BraveCanadian
Registered User
- Jun 30, 2010
- 14,837
- 3,793
Doesn't matter if you disagree, it's a fact, simple supply and demand.
You're entitled to your simplistic approach, but I think a nuanced one would be much more correct.
Even if scoring is down 20% as in your example, and supposedly a goal is therefore 20% more valuable (correct mathematically but kind of shaky on an actual situational basis).. that still doesn't mean that if you are comparing 1970 to 1990 that the average scoring level determines how difficult or how easy it was for a particular player to score in relation to his peers or in the comparison.
It also still doesn't mean that the average scoring level for the league determines how valuable or difficult a goal scored by a player of the 84 Devils is equal to one scored by a player on the 84 Oilers for example.

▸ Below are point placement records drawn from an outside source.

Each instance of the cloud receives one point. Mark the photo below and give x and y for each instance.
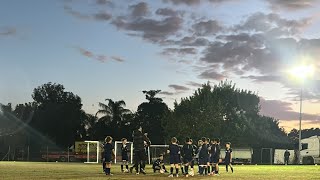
(101, 15)
(8, 31)
(206, 28)
(103, 2)
(187, 2)
(151, 29)
(104, 16)
(76, 14)
(282, 110)
(167, 93)
(139, 10)
(193, 2)
(166, 12)
(292, 4)
(179, 51)
(116, 58)
(194, 84)
(98, 57)
(212, 75)
(254, 45)
(178, 87)
(267, 78)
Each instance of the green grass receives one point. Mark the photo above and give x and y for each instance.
(35, 170)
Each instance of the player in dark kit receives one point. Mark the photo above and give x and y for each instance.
(228, 157)
(215, 156)
(174, 151)
(139, 141)
(158, 165)
(208, 142)
(124, 155)
(203, 157)
(108, 153)
(187, 154)
(286, 157)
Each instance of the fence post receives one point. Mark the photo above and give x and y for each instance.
(28, 153)
(9, 153)
(68, 154)
(47, 153)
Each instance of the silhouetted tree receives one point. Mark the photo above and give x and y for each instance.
(112, 122)
(58, 113)
(226, 112)
(150, 115)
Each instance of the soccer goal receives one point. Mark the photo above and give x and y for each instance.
(117, 151)
(93, 151)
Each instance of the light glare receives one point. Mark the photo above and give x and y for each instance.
(302, 72)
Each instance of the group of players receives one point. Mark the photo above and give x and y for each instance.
(206, 154)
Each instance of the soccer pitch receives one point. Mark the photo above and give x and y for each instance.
(35, 170)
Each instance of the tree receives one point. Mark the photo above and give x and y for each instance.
(112, 121)
(226, 112)
(150, 115)
(58, 113)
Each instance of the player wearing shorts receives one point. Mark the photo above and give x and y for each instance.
(174, 151)
(124, 155)
(108, 153)
(187, 154)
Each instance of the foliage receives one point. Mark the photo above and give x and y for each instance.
(150, 115)
(226, 112)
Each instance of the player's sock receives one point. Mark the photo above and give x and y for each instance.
(107, 170)
(104, 166)
(164, 168)
(186, 169)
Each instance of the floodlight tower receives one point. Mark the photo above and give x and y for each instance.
(301, 73)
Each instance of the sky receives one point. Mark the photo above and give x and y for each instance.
(114, 49)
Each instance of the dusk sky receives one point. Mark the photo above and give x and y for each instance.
(102, 49)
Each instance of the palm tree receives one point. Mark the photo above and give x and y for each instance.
(113, 112)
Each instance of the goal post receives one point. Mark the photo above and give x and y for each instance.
(93, 151)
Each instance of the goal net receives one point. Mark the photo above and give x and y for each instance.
(93, 149)
(117, 151)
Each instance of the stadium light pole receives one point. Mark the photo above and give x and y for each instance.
(301, 73)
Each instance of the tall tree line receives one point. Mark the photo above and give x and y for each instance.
(56, 117)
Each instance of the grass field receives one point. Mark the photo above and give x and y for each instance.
(32, 170)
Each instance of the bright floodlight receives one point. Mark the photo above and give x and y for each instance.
(301, 72)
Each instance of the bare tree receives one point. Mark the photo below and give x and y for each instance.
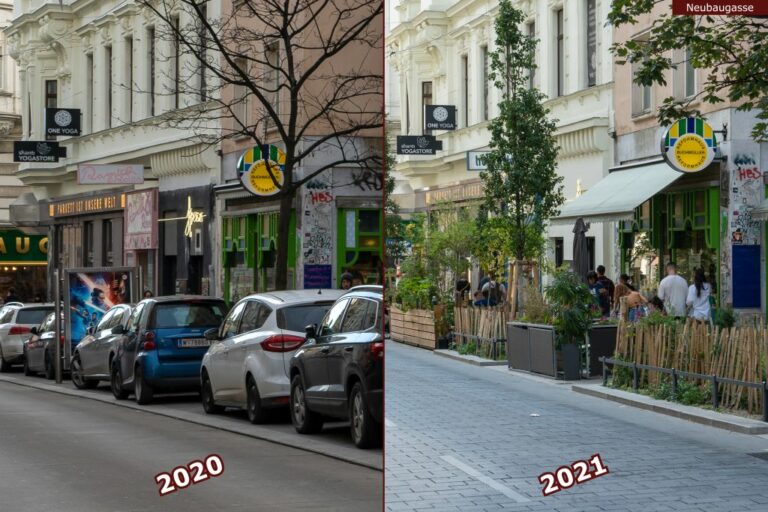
(306, 75)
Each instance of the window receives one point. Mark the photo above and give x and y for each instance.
(108, 84)
(89, 90)
(465, 87)
(361, 316)
(484, 78)
(560, 54)
(426, 99)
(129, 77)
(151, 55)
(532, 72)
(51, 96)
(591, 42)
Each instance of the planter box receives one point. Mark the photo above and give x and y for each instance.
(601, 340)
(414, 327)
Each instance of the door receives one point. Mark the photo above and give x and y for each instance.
(315, 354)
(346, 347)
(219, 353)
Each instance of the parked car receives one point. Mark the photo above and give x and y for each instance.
(338, 371)
(247, 365)
(16, 321)
(92, 357)
(164, 346)
(39, 349)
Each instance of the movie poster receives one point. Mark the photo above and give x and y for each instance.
(90, 294)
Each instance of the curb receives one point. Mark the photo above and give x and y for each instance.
(685, 412)
(351, 455)
(469, 359)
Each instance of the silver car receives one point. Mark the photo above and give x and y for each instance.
(92, 357)
(16, 322)
(247, 364)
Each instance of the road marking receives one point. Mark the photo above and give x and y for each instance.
(490, 482)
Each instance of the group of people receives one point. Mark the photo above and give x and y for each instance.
(674, 297)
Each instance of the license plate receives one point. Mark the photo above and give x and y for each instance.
(193, 343)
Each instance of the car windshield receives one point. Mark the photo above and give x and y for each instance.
(296, 318)
(32, 316)
(198, 314)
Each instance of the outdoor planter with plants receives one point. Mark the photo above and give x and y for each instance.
(551, 338)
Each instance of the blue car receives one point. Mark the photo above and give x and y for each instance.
(164, 345)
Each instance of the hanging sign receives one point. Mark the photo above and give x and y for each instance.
(37, 151)
(418, 145)
(62, 121)
(439, 117)
(261, 170)
(689, 145)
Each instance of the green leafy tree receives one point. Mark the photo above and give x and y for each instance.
(522, 186)
(732, 48)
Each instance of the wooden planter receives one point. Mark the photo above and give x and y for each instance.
(414, 327)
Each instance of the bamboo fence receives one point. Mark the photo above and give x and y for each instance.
(737, 353)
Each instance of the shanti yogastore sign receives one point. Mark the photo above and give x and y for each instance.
(689, 145)
(261, 170)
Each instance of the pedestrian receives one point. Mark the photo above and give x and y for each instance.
(673, 290)
(11, 296)
(698, 297)
(599, 292)
(346, 281)
(605, 281)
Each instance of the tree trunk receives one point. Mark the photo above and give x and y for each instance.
(283, 236)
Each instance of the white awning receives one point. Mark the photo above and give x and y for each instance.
(616, 196)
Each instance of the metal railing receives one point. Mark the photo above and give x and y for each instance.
(714, 380)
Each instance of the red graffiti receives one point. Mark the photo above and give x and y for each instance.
(320, 197)
(750, 173)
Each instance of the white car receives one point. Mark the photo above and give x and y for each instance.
(16, 320)
(248, 363)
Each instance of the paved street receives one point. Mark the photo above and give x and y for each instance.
(69, 454)
(463, 438)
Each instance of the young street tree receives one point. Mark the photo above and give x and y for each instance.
(522, 187)
(732, 48)
(304, 75)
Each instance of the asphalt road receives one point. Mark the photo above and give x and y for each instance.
(464, 438)
(67, 454)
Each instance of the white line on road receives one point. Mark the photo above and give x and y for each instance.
(490, 482)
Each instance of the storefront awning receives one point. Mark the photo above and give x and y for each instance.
(616, 196)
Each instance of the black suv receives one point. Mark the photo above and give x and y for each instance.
(339, 371)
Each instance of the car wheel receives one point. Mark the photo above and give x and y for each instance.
(50, 371)
(27, 371)
(256, 413)
(206, 395)
(366, 433)
(116, 382)
(78, 377)
(304, 420)
(142, 390)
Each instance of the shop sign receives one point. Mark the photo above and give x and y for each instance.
(123, 174)
(140, 220)
(418, 145)
(17, 247)
(439, 117)
(97, 204)
(689, 145)
(38, 151)
(62, 121)
(261, 170)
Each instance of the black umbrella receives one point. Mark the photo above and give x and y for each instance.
(580, 256)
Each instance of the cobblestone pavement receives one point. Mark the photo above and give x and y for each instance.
(463, 438)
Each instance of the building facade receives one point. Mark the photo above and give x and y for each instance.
(440, 54)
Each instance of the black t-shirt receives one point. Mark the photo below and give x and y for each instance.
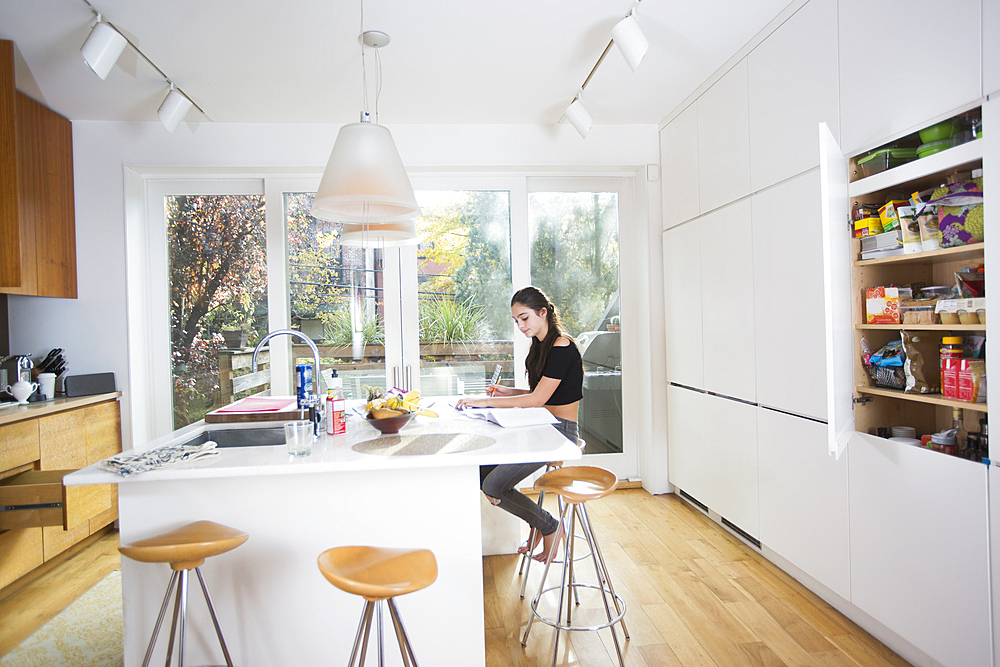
(564, 364)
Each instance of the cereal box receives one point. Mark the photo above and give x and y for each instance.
(882, 305)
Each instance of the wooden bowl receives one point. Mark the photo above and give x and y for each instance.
(391, 425)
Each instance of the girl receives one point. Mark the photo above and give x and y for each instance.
(555, 378)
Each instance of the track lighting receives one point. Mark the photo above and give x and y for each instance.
(102, 48)
(173, 109)
(633, 46)
(628, 37)
(365, 180)
(578, 115)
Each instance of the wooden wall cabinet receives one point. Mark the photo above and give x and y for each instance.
(37, 215)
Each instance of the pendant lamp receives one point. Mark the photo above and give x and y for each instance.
(391, 234)
(364, 180)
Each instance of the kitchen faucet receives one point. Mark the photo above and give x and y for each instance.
(311, 400)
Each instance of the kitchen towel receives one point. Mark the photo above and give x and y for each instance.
(161, 457)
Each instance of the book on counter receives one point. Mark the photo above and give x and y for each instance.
(512, 417)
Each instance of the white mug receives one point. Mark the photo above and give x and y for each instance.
(22, 390)
(47, 385)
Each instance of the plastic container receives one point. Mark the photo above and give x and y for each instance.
(933, 147)
(885, 158)
(922, 314)
(937, 132)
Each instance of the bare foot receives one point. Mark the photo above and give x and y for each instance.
(550, 544)
(529, 546)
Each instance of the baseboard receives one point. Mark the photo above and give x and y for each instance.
(25, 580)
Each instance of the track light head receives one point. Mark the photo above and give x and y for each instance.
(578, 115)
(102, 48)
(629, 39)
(175, 106)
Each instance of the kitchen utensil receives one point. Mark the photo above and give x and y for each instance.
(21, 390)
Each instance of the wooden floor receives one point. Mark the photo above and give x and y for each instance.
(27, 606)
(695, 595)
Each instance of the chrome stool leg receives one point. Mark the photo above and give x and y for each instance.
(215, 618)
(362, 626)
(159, 619)
(611, 587)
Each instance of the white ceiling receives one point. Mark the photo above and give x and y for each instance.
(449, 62)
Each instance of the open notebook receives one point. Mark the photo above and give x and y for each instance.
(511, 417)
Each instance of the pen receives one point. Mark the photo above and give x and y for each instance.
(496, 377)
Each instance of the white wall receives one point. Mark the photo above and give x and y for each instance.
(92, 329)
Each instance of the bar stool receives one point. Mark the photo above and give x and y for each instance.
(575, 486)
(526, 556)
(185, 548)
(378, 574)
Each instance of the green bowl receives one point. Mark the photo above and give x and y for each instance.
(937, 132)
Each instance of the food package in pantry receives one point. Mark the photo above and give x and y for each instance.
(882, 305)
(889, 215)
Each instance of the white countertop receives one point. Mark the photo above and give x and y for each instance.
(337, 453)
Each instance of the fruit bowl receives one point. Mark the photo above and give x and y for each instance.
(390, 425)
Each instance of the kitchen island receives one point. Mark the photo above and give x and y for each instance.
(275, 606)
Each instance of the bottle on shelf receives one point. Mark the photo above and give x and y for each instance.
(336, 406)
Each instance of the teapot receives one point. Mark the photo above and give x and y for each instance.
(21, 390)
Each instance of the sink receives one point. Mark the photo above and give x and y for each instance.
(241, 437)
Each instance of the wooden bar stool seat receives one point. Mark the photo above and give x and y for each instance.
(379, 575)
(185, 549)
(575, 486)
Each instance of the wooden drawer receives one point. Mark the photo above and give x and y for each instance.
(18, 444)
(63, 440)
(38, 498)
(20, 553)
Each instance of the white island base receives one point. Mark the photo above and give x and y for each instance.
(275, 607)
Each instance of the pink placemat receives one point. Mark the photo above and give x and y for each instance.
(254, 404)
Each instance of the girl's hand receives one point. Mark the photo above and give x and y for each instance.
(463, 403)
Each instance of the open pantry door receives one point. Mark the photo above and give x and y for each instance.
(836, 212)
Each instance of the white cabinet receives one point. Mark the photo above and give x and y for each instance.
(991, 47)
(727, 301)
(919, 547)
(690, 465)
(724, 140)
(788, 297)
(793, 86)
(713, 454)
(679, 167)
(881, 67)
(803, 499)
(682, 304)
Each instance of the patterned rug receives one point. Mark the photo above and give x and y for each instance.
(88, 633)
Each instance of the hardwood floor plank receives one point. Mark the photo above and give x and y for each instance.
(760, 655)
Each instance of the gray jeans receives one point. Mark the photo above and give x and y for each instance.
(499, 482)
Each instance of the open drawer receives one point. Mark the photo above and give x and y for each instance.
(38, 498)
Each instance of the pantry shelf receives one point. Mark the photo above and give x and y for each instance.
(922, 327)
(963, 155)
(934, 399)
(957, 253)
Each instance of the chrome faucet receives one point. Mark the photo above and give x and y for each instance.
(311, 400)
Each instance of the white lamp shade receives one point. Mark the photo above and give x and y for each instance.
(579, 117)
(173, 109)
(102, 49)
(360, 235)
(365, 180)
(630, 41)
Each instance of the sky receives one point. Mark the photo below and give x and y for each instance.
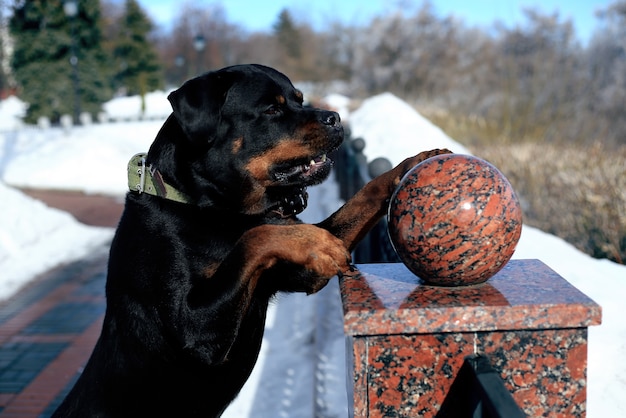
(259, 16)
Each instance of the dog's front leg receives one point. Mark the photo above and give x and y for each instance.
(222, 300)
(355, 219)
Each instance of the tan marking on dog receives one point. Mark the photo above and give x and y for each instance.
(237, 144)
(286, 150)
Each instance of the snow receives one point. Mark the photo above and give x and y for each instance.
(293, 378)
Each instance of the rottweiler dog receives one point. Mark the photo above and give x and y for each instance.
(208, 236)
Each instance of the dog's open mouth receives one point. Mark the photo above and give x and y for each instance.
(313, 171)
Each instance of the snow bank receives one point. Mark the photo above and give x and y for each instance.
(393, 129)
(34, 238)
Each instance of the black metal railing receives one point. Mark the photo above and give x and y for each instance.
(479, 392)
(352, 172)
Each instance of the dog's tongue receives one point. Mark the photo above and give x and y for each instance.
(315, 163)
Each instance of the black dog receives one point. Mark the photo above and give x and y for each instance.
(208, 235)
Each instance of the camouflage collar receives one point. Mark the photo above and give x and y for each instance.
(142, 179)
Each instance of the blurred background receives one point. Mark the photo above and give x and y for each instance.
(537, 89)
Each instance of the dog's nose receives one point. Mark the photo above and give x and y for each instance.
(331, 119)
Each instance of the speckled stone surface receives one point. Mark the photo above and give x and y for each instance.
(454, 220)
(407, 341)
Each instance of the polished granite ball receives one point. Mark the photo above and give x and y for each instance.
(454, 220)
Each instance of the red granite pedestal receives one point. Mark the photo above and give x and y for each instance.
(407, 341)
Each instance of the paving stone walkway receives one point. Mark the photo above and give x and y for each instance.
(47, 332)
(48, 329)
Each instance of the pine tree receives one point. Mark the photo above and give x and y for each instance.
(41, 61)
(138, 67)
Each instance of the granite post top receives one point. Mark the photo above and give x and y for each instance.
(385, 299)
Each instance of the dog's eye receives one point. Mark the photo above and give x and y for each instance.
(272, 110)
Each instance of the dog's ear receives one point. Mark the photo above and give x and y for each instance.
(198, 102)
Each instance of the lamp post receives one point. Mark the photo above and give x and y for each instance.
(70, 7)
(198, 44)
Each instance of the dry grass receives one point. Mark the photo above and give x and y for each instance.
(577, 192)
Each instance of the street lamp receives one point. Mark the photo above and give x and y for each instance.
(70, 7)
(198, 44)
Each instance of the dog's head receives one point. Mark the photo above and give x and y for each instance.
(241, 139)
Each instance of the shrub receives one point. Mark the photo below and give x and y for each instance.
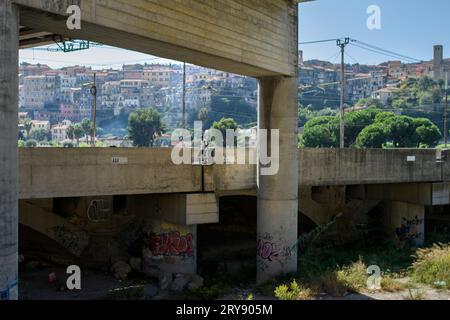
(432, 266)
(293, 291)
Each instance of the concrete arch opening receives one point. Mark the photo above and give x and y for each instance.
(228, 248)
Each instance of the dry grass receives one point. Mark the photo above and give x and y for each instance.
(432, 266)
(294, 291)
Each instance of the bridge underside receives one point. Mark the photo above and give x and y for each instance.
(253, 38)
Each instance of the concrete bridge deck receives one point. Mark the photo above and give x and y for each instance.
(54, 173)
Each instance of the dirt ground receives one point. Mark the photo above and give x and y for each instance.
(35, 285)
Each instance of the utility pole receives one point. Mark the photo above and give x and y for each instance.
(94, 108)
(342, 43)
(446, 110)
(183, 121)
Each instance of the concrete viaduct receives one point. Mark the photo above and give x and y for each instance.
(253, 38)
(58, 188)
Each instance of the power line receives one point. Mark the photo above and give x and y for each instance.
(380, 52)
(385, 50)
(317, 41)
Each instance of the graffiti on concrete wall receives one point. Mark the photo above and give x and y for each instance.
(74, 241)
(411, 230)
(269, 250)
(172, 243)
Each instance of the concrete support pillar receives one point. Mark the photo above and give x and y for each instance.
(278, 194)
(404, 222)
(9, 40)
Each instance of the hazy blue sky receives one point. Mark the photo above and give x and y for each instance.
(409, 27)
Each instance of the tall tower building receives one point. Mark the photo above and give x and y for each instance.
(438, 62)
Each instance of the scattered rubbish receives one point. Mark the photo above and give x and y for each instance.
(52, 278)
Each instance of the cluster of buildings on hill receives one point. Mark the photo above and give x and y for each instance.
(320, 81)
(54, 98)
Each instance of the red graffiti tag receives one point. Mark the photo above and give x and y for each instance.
(172, 244)
(266, 250)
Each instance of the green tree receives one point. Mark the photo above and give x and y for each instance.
(319, 136)
(88, 129)
(78, 132)
(39, 135)
(203, 114)
(70, 132)
(373, 136)
(427, 132)
(28, 125)
(355, 122)
(226, 124)
(31, 143)
(402, 131)
(143, 127)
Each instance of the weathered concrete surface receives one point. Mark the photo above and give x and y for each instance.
(9, 83)
(243, 36)
(277, 193)
(368, 166)
(50, 173)
(182, 209)
(427, 194)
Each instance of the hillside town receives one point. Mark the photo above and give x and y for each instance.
(52, 100)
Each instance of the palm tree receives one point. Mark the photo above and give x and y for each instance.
(203, 114)
(28, 125)
(78, 133)
(70, 132)
(88, 128)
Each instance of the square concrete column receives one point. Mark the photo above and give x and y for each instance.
(278, 194)
(9, 84)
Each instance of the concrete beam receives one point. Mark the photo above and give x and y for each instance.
(9, 163)
(427, 194)
(241, 36)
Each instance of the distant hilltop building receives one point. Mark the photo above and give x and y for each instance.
(438, 63)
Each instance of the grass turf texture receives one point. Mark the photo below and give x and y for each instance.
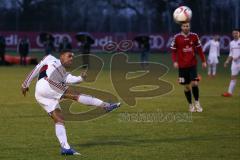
(27, 132)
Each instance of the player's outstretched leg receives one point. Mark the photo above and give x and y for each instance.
(209, 70)
(89, 100)
(231, 87)
(61, 133)
(188, 95)
(195, 92)
(214, 69)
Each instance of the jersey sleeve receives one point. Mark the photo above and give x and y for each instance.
(206, 45)
(199, 49)
(174, 49)
(70, 79)
(33, 74)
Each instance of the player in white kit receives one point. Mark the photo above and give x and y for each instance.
(234, 56)
(214, 53)
(52, 86)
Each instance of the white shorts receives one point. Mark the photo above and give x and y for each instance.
(235, 69)
(212, 60)
(48, 94)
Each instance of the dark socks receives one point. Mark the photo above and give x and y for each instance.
(188, 95)
(195, 92)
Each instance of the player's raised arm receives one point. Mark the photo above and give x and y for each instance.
(30, 77)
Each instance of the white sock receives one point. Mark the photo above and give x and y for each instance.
(61, 135)
(214, 69)
(232, 86)
(92, 101)
(209, 69)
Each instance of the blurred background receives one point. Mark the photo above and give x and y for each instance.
(107, 21)
(149, 16)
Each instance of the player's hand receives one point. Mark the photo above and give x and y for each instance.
(204, 65)
(225, 64)
(24, 91)
(84, 75)
(175, 65)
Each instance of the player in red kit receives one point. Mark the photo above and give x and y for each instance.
(184, 47)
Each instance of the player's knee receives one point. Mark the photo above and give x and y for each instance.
(187, 88)
(194, 84)
(59, 120)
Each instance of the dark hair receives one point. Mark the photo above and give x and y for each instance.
(65, 51)
(236, 29)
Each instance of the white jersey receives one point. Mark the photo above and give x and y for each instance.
(51, 84)
(214, 51)
(54, 71)
(235, 51)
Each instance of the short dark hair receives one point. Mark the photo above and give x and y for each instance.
(236, 29)
(65, 51)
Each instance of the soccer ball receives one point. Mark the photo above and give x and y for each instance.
(182, 14)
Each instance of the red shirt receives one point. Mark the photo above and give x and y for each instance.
(184, 48)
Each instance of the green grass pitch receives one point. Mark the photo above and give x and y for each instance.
(27, 133)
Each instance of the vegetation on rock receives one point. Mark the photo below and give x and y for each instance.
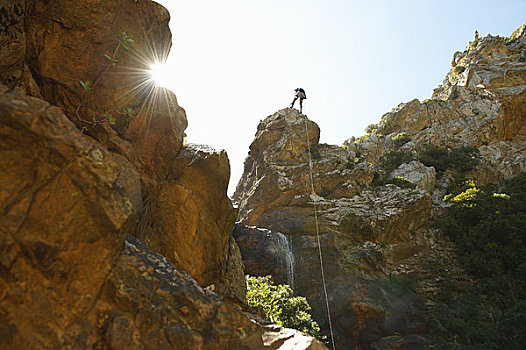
(392, 160)
(461, 159)
(487, 228)
(281, 306)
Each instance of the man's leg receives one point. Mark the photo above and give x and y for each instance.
(294, 101)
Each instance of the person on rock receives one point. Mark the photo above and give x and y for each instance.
(300, 93)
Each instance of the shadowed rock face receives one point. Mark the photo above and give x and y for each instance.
(369, 232)
(71, 189)
(51, 46)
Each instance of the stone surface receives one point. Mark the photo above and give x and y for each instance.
(63, 43)
(63, 215)
(265, 253)
(417, 173)
(369, 232)
(71, 189)
(188, 216)
(72, 278)
(365, 311)
(483, 107)
(14, 71)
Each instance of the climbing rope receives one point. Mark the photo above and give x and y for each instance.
(314, 200)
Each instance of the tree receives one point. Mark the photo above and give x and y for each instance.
(281, 306)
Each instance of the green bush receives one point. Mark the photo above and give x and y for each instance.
(281, 306)
(487, 227)
(392, 160)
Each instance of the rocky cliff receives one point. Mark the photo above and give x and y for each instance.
(375, 201)
(102, 206)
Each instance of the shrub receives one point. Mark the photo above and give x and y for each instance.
(281, 306)
(487, 227)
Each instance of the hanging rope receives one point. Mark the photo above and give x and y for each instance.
(315, 199)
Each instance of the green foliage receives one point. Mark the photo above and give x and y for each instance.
(315, 152)
(461, 159)
(458, 70)
(281, 306)
(112, 59)
(369, 129)
(401, 139)
(392, 160)
(86, 86)
(487, 227)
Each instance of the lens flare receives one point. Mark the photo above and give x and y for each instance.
(159, 73)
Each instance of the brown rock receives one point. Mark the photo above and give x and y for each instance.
(365, 311)
(188, 217)
(265, 253)
(61, 223)
(13, 68)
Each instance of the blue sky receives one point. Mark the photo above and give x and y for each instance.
(234, 62)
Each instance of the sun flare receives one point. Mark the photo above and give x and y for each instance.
(160, 74)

Or a more specific example:
Are you really going to try and tell me that it was as easy for Mike Bullard to hit 50 goals on the 84 Penguins who scored 254 goals (and had 16 wins on the season) as it was for Glenn Anderson to score 50 goals on the Oilers who scored 446? Are you really going to say that each of their goals was of the same average difficulty and value to their respective teams?
The point being that there is some wild variation between teams in some years and I don't think that the league average describes the conditions for all players as well as you may think.